Paterson (Adam Driver), de Paterson (Nova Jersey), vive em um padrão (pattern em inglês). Paterson (2016) é um filme cíclico, que se repete. Paterson fala sobre a rotina e o cotidiano. E se passa, em tempo e espaço, no período de uma semana. O personagem-título é um poeta que conduz um dos ônibus municipais da cidade-título. Durante o ofício, escuta conversas banais e escreve em seu caderno durante pequenas pausas. Os lindos textos, aliás, são cortesia do poeta americano Ron Padgett.

O personagem de Adam Driver vive num relacionamento estático com Laura (Golshifteh Farahani). A relação deles é um dos pontos chaves do longa, pois reflete o cotidiano não agressivo onde Paterson é ambientado. Não há conflito entre os dois, pois ambos se amam, confortam e aceitam como são. Paterson é introvertido, mas vive do lado de fora, enquanto Laura é extrovertida, mas seu mundo inteiro é aquela casa onde mora. Ela constrói sua existência conforme decora a lar. Os dias avançam – o longa começa numa segunda-feira – e o ambiente doméstico é enfeitado com formas circulares em apenas duas cores: preto e branco. Simples, sem nuances ou seilaquantos tons de cinza. Ciclos. Ela pensa assim, é uma personagem que sobrevive da simplicidade de suas vontades, um dia de cada vez.

Uma parte de Paterson também é conformada, pois não tenta acelerar o próprio tempo. Ele sequer tem ambições de publicar seus escritos apesar dos incentivos de sua namorada. Ainda assim, sabemos que o protagonista tem muito mais substância – lemos seus poemas, afinal. Talvez ele se divida em dois: o poeta e o ordinário. Um que observa, reflete e escreve; e aquele que aceita sua condição, trabalho e porto seguro. Possivelmente por conta dessa desfragmentação individual, que ele enxergue tantos pares de gêmeos na cidade ao longo do dia-a-dia.

Marvin (interpretado pela excelente Nellie), o buldogue inglês de estimação, parece uma manifestação do ego de Paterson. Está sempre presente – menos no ofício ou nos poemas – e opina honestamente em algumas situações. O cão leva Paterson todos dias para passear, até que aguarda pacientemente do lado de fora do bar – o balcão não é lugar para o ego. Paterson entra e sua razão torna-se, então, o barman de bochechas cheias, Doc (Barry Shabaka Henley). Este é sábio, familiar, diz que sabe várias coisas sobre várias coisas. Lá, é como se fosse o dono do local. Paterson, então, acorda na terça e outro dia começa.
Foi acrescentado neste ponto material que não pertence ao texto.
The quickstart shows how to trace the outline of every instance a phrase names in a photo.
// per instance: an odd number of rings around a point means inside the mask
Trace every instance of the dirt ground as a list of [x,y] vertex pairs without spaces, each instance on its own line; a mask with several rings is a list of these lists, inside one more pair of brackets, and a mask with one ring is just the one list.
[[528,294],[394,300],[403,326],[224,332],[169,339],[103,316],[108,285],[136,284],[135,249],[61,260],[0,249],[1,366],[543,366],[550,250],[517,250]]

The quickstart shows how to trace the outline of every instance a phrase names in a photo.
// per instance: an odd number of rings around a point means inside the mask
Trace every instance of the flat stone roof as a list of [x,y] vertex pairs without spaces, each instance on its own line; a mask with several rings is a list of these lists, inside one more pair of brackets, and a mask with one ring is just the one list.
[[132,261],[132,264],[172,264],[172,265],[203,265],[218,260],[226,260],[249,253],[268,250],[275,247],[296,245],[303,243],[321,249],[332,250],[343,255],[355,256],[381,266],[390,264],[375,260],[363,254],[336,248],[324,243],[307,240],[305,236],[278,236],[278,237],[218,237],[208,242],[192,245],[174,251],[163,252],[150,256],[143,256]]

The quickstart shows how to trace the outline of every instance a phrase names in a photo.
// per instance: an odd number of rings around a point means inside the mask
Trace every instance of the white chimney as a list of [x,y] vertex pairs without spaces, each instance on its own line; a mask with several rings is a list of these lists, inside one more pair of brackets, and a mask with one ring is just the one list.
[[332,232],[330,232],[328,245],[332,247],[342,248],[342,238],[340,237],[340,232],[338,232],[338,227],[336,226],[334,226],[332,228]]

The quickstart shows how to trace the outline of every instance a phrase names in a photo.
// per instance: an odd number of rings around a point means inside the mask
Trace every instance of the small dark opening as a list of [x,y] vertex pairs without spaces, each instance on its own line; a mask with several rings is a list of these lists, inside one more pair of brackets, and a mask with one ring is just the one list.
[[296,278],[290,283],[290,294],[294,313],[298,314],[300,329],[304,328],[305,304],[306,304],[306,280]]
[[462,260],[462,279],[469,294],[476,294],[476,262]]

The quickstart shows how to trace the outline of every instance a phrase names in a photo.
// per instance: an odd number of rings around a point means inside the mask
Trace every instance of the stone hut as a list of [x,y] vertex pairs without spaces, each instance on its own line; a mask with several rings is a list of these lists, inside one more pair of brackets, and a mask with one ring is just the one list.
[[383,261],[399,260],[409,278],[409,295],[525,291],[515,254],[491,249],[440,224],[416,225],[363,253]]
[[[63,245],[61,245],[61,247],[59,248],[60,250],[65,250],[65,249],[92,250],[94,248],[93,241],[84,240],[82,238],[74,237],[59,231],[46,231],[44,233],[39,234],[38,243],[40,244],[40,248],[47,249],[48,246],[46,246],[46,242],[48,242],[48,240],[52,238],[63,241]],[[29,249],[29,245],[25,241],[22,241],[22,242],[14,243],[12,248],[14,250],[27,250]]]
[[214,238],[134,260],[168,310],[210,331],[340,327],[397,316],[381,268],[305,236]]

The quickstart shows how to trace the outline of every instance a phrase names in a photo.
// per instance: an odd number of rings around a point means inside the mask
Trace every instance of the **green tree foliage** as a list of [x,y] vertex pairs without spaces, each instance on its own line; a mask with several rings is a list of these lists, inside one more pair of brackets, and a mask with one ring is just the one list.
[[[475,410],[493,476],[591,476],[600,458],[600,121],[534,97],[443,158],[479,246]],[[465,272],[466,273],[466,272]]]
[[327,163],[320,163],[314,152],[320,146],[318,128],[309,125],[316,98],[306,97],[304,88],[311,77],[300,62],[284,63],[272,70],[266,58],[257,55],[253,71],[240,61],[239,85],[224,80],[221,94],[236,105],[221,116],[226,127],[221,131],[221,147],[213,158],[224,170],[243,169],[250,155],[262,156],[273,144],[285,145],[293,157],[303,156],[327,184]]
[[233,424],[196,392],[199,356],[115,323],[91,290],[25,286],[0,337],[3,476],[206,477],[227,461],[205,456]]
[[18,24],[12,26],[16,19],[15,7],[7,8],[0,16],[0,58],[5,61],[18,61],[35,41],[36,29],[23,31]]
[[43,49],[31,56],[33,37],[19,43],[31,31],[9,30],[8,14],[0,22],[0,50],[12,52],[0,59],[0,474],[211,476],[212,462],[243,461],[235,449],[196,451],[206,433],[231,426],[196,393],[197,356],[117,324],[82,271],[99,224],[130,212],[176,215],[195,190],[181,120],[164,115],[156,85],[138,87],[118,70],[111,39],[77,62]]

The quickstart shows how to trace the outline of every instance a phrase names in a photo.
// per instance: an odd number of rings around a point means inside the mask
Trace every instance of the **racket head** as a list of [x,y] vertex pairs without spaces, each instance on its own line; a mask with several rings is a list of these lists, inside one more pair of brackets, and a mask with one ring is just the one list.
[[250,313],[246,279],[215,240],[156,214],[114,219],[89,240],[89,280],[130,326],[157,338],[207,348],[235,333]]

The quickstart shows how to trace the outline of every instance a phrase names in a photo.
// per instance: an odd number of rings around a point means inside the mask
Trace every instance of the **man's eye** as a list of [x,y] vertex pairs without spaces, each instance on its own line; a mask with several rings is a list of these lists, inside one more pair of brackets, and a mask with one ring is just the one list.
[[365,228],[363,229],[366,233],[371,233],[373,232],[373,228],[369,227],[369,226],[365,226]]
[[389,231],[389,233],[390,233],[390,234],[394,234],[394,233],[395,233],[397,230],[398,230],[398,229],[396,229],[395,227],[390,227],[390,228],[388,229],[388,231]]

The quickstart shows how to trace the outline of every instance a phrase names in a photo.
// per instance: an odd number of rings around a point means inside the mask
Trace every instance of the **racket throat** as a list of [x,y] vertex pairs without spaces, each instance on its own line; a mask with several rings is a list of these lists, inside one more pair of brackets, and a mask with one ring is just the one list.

“Cada dia das nossas vidas é como uma pequena variação do dia anterior”, conta em entrevista o diretor Jim Jarmuschi. Ele, que descreve o filme como “uma pequena celebração de pequenos detalhes da vida”, fez, de fato, de “Paterson”, um estudo de cotidiano. Nessa obra não há conflitos, mas a possibilidade deles. O diretor dá a melhor demonstração de domínio narrativo de sua carreira, que conta como os excelentes “Amantes Eternos (Only Lovers Left Alive, 2013) e “Flores Partidas” (Broken Flowers, 2005), entre outras preciosidades.

Paterson é intensamente leve. A trilha sonora (desde sempre excelente na mão de Jarmusch que já trabalhou até com Mulatu Astatke em “Flores Partidas”), a química entre o casal, as conversas banais entre passageiros do ônibus, os breves alvoroços no bar. Todos esses elementos colaboram com esse tom que o filme nos dá. Ao longo da trama, o telespectador é levado para alguns suaves pontos de pressão – com exceção do duro clímax –, o que faz com que fique com uma graciosa sensação de angústia que aperta suavemente o coração.